For imbalanced classes (fraud, churn), accuracy is misleading — optimize precision-recall or use class_weight='balanced'.

Feature Importance

  import numpy as np

model = pipeline.named_steps["model"]
importances = model.feature_importances_
feature_names = pipeline.named_steps["prep"].get_feature_names_out()

for name, imp in sorted(zip(feature_names, importances), key=lambda x: -x[1])[:10]:
    print(f"{name}: {imp:.4f}")
  

Use SHAP for model-agnostic explanations in production debugging.

Saving and Loading Models

  import joblib

joblib.dump(pipeline, "churn_model_v1.joblib")

loaded = joblib.load("churn_model_v1.joblib")
prediction = loaded.predict_proba(new_customer_data)
  

Version models (v1, v2) and store metadata (training date, metrics, feature list).

Serving Models in APIs

  from fastapi import FastAPI
import joblib
import pandas as pd

app = FastAPI()
model = joblib.load("churn_model_v1.joblib")

@app.post("/predict")
async def predict(customer: dict):
    df = pd.DataFrame([customer])
    prob = model.predict_proba(df)[0][1]
    return {"churn_probability": float(prob)}
  

For high throughput, use ONNX Runtime, TorchServe, or dedicated ML platforms (SageMaker, Vertex AI).

Deep Learning Basics (PyTorch)

  import torch
import torch.nn as nn

class SimpleNet(nn.Module):
    def __init__(self, input_size: int):
        super().__init__()
        self.layers = nn.Sequential(
            nn.Linear(input_size, 64),
            nn.ReLU(),
            nn.Linear(64, 2),
        )

    def forward(self, x):
        return self.layers(x)

model = SimpleNet(input_size=10)
criterion = nn.CrossEntropyLoss()
optimizer = torch.optim.Adam(model.parameters(), lr=0.001)
  

Use PyTorch/TensorFlow for images, text, and sequences.
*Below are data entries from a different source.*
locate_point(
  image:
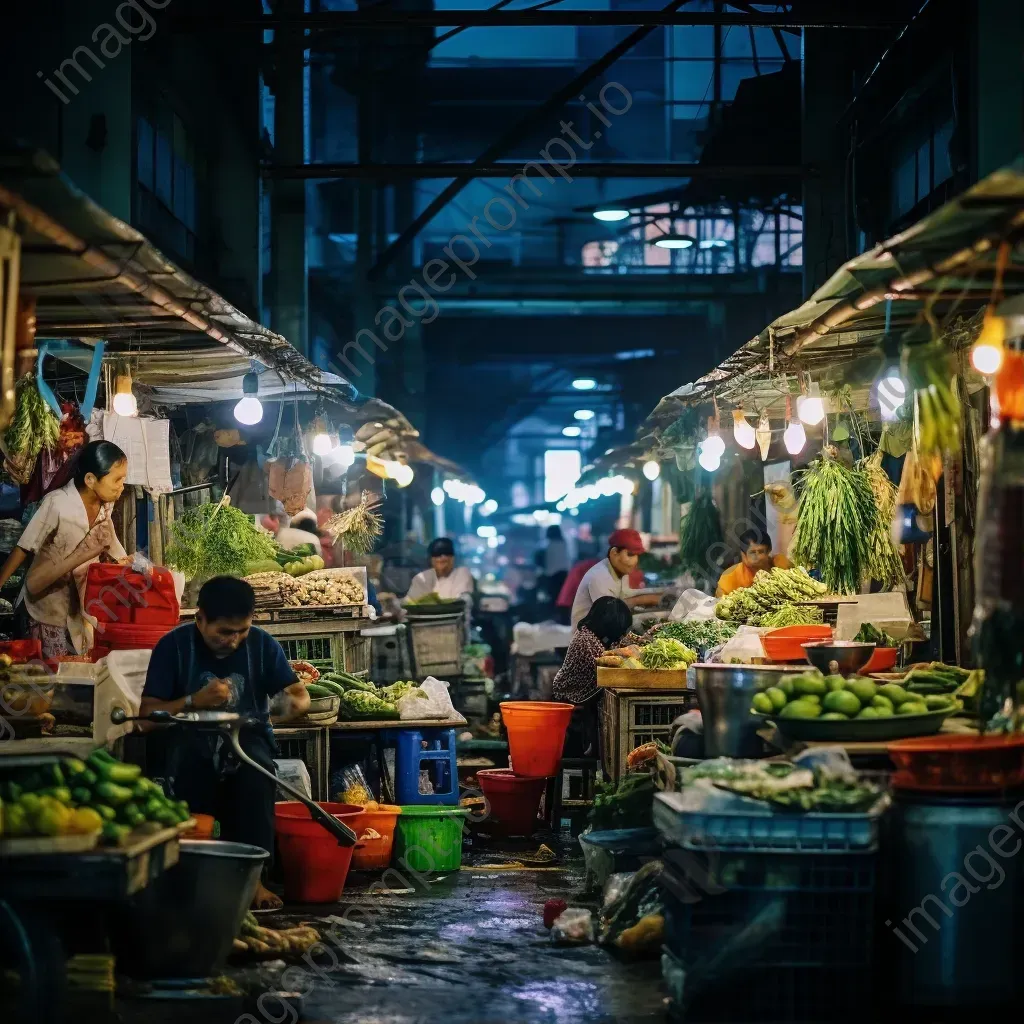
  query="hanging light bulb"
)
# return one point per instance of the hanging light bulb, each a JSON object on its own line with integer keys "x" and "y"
{"x": 249, "y": 411}
{"x": 741, "y": 430}
{"x": 986, "y": 355}
{"x": 763, "y": 435}
{"x": 124, "y": 402}
{"x": 810, "y": 408}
Start with scikit-learn for tabular data.

MLOps Essentials

  • Experiment tracking — MLflow, Weights & Biases
  • Data versioning — DVC
  • Model registry — MLflow Model Registry
  • Monitoring — detect data drift and prediction distribution shifts
  • Retraining pipeline — scheduled jobs when performance degrades

Common Pitfalls

  • Training on test data (leakage)
  • Ignoring class imbalance
  • Overfitting — use regularization and simpler models first
  • No baseline — always compare against a simple rule (e.g., predict majority class)
  • Deploying without input validation

Machine learning in Python is iterative: start simple, measure rigorously, and only add complexity when metrics justify it.